Garden-for-Spring

Tips to Prepare Your Garden for Spring

Photo by Marta Bibi on Unsplash

Spring is just around the corner, so it is time to roll up your sleeves and get your hands dirty.

As the days become warmer and warmer, the frost from winter months begins to thaw, there will be more spring gardening tasks facing you. Just looking at the leaves left in autumn, dead grass stalks, spent plant stems, tree branches, and debris overflowing in your garden will give you spring fever.

It can be a bit overwhelming, but don’t head out just yet. There are right and wrong ways to tidy up your garden. Read on and be guided, it will make your life easier.

Clear Garden

Spring is here and the warm days ahead signal big spring gardening and cleaning chores for you. Dead plant materials are all over your garden, a habitat for disease, mold, and weeds if neglected. 

But before getting your hands on your rake and clippers, be sure the soil has dried out a bit. Working on soil that is wet can cause compaction, making it hard for plants to grow. Once you’ve done that, move on to these steps:

  • Remove wraps, screens or other winter protection you added and also winter mulch.
  • Brush back heavy layers of leaves covering your plants. NOTE: You don’t have to move all the leaves to the compost pile, leave some behind. This will help keep weeds out and nourish the soil as it decomposes.
  • Pull out the roots and all the parts of dead annuals and throw them into your compost pile.
  • Take out weeds, but don’t throw them in your compost pile as they will haunt you, unless you have a hot compost and that’s a whole other activity.

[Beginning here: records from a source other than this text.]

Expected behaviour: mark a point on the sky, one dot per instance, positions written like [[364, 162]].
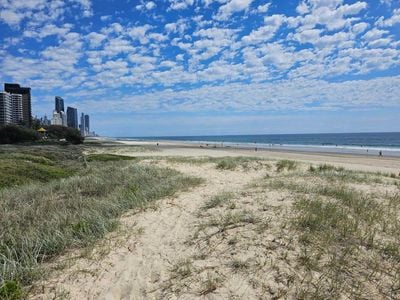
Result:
[[209, 67]]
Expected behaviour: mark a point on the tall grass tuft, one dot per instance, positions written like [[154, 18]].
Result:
[[39, 221]]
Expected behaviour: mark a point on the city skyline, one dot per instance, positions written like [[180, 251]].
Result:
[[195, 67]]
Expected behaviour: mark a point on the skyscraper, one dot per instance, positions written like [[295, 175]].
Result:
[[5, 108], [82, 126], [26, 100], [16, 103], [87, 125], [57, 119], [59, 104], [72, 117]]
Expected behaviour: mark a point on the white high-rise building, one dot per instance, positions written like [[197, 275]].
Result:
[[57, 119], [5, 108], [16, 101], [63, 116]]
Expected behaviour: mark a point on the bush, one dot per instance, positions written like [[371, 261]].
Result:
[[12, 134], [71, 135]]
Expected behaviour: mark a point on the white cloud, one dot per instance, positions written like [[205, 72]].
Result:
[[233, 6], [180, 4], [263, 8], [393, 20]]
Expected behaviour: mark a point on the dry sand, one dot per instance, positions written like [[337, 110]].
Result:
[[169, 252]]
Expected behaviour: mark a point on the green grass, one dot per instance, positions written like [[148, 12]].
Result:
[[108, 157], [353, 233], [289, 165], [232, 163], [22, 164], [217, 200], [41, 220], [349, 237]]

Prune Trees and Shrubs with Great Care

Spring is pruning time, it spurs new growth, keeps the plants healthy, and prevents diseases from cropping up.

The old wood needs to be cut back since some shrubs and trees bloom only in new branches. Don’t prune blooming plants. Do your pruning when they are done flowering, otherwise you’ll miss the floras.

Be careful in cutting old wood as there might be cocoons of friendly insects on the branch. In these instances, leave the cutting for later.

Revitalize the Soil

It’s time to work the soil now the winter chill has lifted.

Use a sharp spade or tiller to loosen compacted soil. Work your soil up to 14 inches deep. Wait until the soil is warm and dried a bit and then apply a layer of mulch. Be careful to keep stems and crowns free from mulch.

If the soil is clay-based, the application of compost will soften it, improve its moisture retention and nutrient content.

Consider a raised garden bed if the soil is very poor.

Make your garden bed look polished with a crisp edge. It provides a separation between your lawn and flower bed.

Remove Pests

Insects, just like plants, have their growing season and they thrive during spring and summer. You can prevent these creepy crawlers from nibbling your plants with these non-toxic ways methods designed to discourage pesky insects. 

Grow healthy plants

Healthy plants are unattractive to pests. They have a chemical defense system to fend off pest attacks without help from us. The key is to have healthy soil and plants rooted in spaces where they will flourish.

Provide plenty of compost to supplement nutrition and promote healthy roots. This encourages plant growth.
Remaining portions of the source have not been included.